Sunday, 10 May 2009, 10:15PM - 11:15PM
Two of Africa’s leading writers talk in depth to Melvyn Bragg in an extraordinary double edition of The South Bank Show; to transmit on two consecutive Sundays, the 10th and 17th May 2009. A fascinating insight into literary Africa, the film looks at the works of the multi award winning novelist Chinua Achebe, who wrote Things Fall Apart which is considered to be the greatest African novel of the 20th century; and Africa’s latest and hottest literary property Chimamanda Ngozi Adichie.
From different generations, Achebe and Adichie’s lives and paths seem to have crossed in many ways and have many similarities. Both are from Igboland in Nigeria and, in a chance in a million, Adichie was then brought up in Achebe’s old house in the university town of Nsukka.
Achebe was born in 1930 and his first novel Things Fall Apart tells the tale of how African and British culture collide in an Igbo village - and became the catchphrase used to describe the state that Africa is in. This and Achebe’s other works, are still an inspiration to writers worldwide, including Adichie: “It completely changed things for me. I started to realize that it was OK to write about my world, about people who looked like me and about things that were familiar to me. He is not just a writer, he’s an idol”.
In Africa Achebe is seen as an oracle, with an almost supernatural power to predict the future. His novels have prefigured much of the continent’s turbulent history: from the end of colonialism, through to the military dictatorships, war and famine. His life reads like one of his novels: surviving an assassination attempt, air raids and a near fatal accident that left him paralysed from the waist down. During his incarceration, Nelson Mandela read Achebe’s books, "in whose company the prison walls fell down"; and the film hears from former Robben island inmate Raks Seakhoa how they wrote out Achebe's Things Fall Apart by hand in prison, so all could read it.

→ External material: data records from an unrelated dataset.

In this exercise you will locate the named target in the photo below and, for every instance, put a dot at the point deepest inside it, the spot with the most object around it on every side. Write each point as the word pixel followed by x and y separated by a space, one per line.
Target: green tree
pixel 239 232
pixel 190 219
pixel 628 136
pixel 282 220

The South Bank Show also meets thirty one year old Chimamanda Ngozi Adichie who is from a very different Africa. She has already won the Orange Prize for her second novel Half of a Yellow Sun, about the Biafran war. She is about to publish her latest book, The Thing Around Your Neck, of twelve stories in which she turns her penetrating eye on the ties that bind men and women, parents and children, Nigeria and the West. As Achebe says “Here is a new writer endowed with the gift of ancient storytellers.”
The South Bank Show revisits her Igbo village on the river Niger ferry with Adichie, and films the spectacles in the village square of a colourful masquerade and a wrestling match.
Contributors include: Nobel prize-winner, South African writer and political activist Nadine Gordimer; the former Biafran leader Chief Emeka Ojukwu and Africa’s own Laurence Olivier, Peter Odochie.